“Corporate Personhood” Doesn’t Mean What Many Think It Means

Political Myth: “Corporate Personhood” is responsible for giving large corporations an excessive amount of influence over the political process in the United States.

Reality: “Personhood” has nothing to do with the amount of influence corporations exercise over the political process.

Explanation

Citizens United v. Federal Election Commission, 558 U.S. 50 (2010) was one of the most controversial decisions of the U.S. Supreme Court under Chief Justice John Roberts because it ruled unconstitutional any restriction on political expenditures by corporations, whether they be for-profit corporations or non-profits.  The full extent of the effect this decision will have on elections in the Untied States remains to be seen, but for the most part, both the supporters of the decision and its detractors agree that the decision will have an effect of some sort.

Some of the opposition to the decision stems from a general sense among many that for-profit corporations in the United States have become too big and too powerful as a result of our society embracing the legal fiction that a corporation is to be treated as a “person.”   That several business corporations have become very large and powerful will not be disputed here, and the question of whether their size and power is a problem is a matter of personal opinion.  But if the Citizens United decision added to corporate power, it isn’t because of “corporate personhood.”

Suppose you want to start a business.  For purposes of this hypothetical, we’ll say it’s a delivery business.  You hire a few delivery drivers, and one of them gets into an accident while on the job.  The person who your driver ran into will, of course, sue the driver, but he will also sue you because an employer is generally responsible for his  employee’s on-the-job negligence.  Since people who own delivery companies generally have more money in the bank than delivery drivers, the plaintiff will probably be looking primarily to you to get paid.  That makes hiring employees a risky proposition for a business owner — so much the more so if it’s a particularly large business with tens of thousands of investors, who jointly “own” the company even though they don’t personally participate in running it.

The purpose of the corporation is to address this problem by creating the business as a  fictitious “person,” separate from the individual owner.  The purpose of creating this ficticous “person” is to limit the owners’ liability.  Thus, if the delivery driver your business hired runs somebody over, you wouldn’t get sued because the delivery driver isn’t  your employee; he’s your corporation’s employee.  You personally can’t lose any more than what you invested.

To say that you are opposed to the idea of “corporate personhood” is, in effect, to say that you are opposed to the idea of a business owner being able to limit his liability in this manner.  While that is a perfectly valid point of view with which people may agree or disagree, it has nothing to do with campaign finance.

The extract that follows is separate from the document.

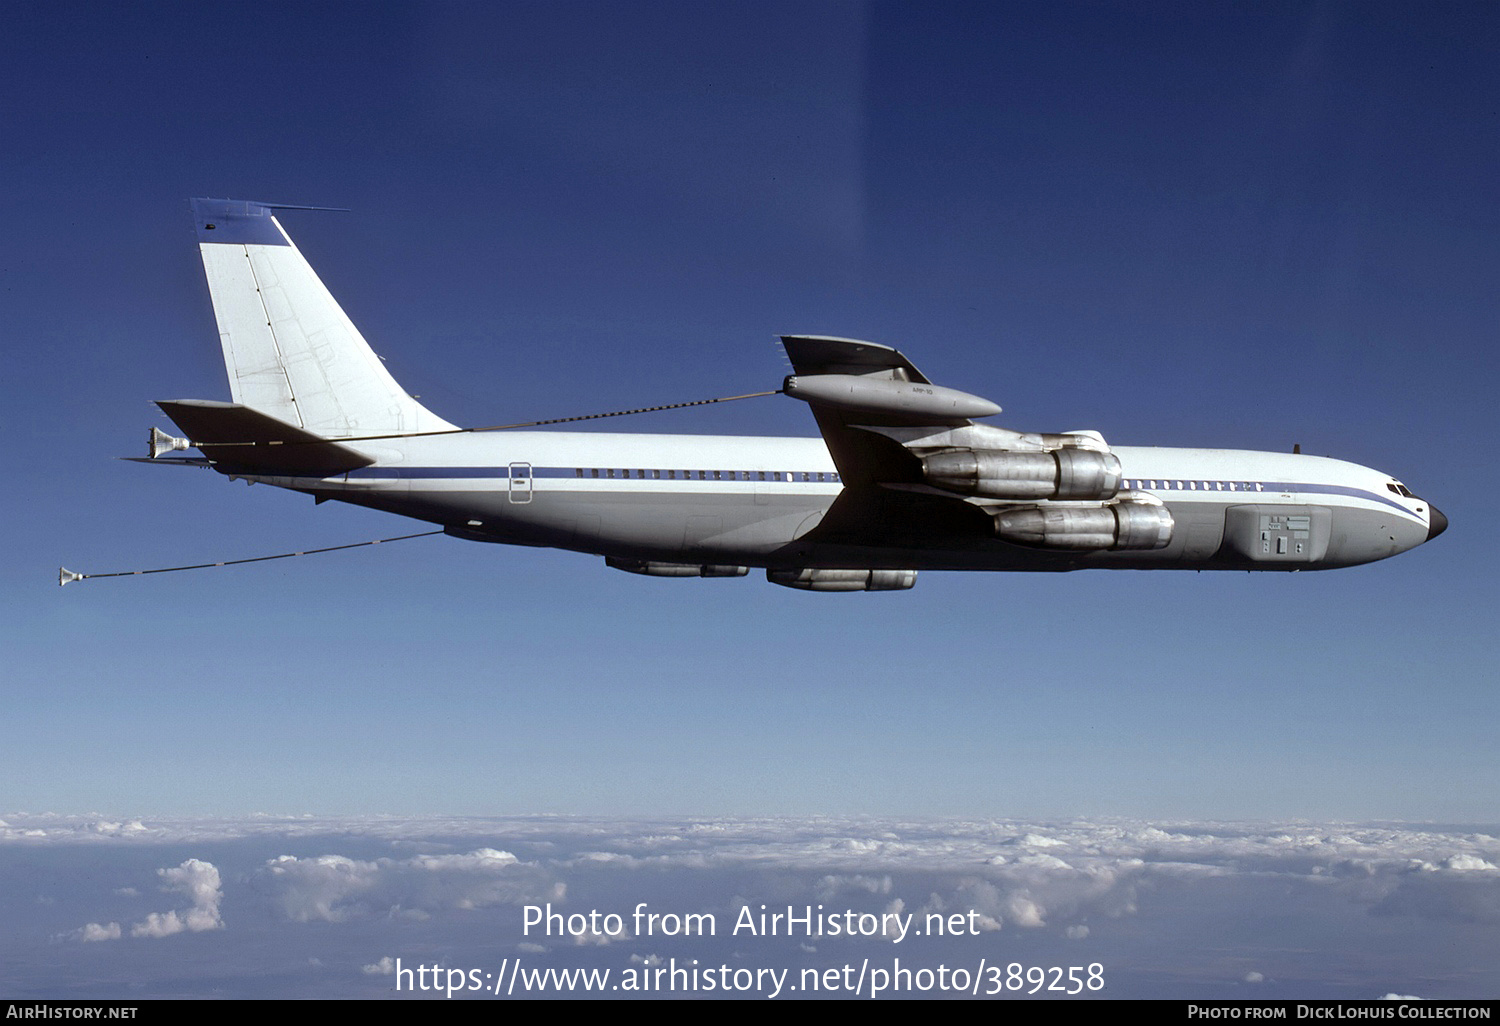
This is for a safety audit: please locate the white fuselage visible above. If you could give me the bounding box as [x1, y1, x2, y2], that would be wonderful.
[240, 429, 1438, 573]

It has always been well accepted that corporations, like individuals, have a right to freedom of speech under the First Amendment.  Were it otherwise, the concept of “freedom of the press” would be largely meaningless as a practical matter, since most newspapers, television stations, radio stations, movie producers, and book publishers are businesses set up as for-profit corporations.  Freedom of speech gives corporations the right to say whatever they want to say.  The controversy in Citizens United involved the question of whether the First Amendment also gives corproations the right to spend money from whatever source it pleases in pursuit of its political objectives.

Before Citizens United, if a corporation wanted to, for example, “speak” in support of a particular candidate or ballot initiative, it had to set up a Political Action Committee with funds solicited from corporate executives, shareholders, and their families, and segregated from the corporation’s general treasury.  There was a wide variety of reasons for this, chief among them being that the funds in the corporation’s general treasury were “accumulated with the help of the corporate form and that have little or no correlation to the public’s support for the corporation’s political ideas.”  Austin v. Michigan Chamber of Commerce, 494 U.S. 652, 660 (1990).  In other words, the people who bought stock in Proctor and Gamble thought they were investing in a household chemical company, not that their money would be used to support a particular political candidate.  If Proctor and Gamble can  say what it wants, but if it wants to use its shareholders’ money to support a particular political candidate, it has to first solicit its shareholders to voluntarily pool their money for that purpose.

In Citizens United, the Supreme Court essentially ruled that the First Amendment forbids the government not only from imposing restrictions a corporation’s speech, but also on which “pot” a corporation may draw from to finance its political activities.  Corporate personhood (i.e. the legal doctrine that protects shareholders from being held personally liable for the actions of a corporation’s employees) is an issue entirely separate from that.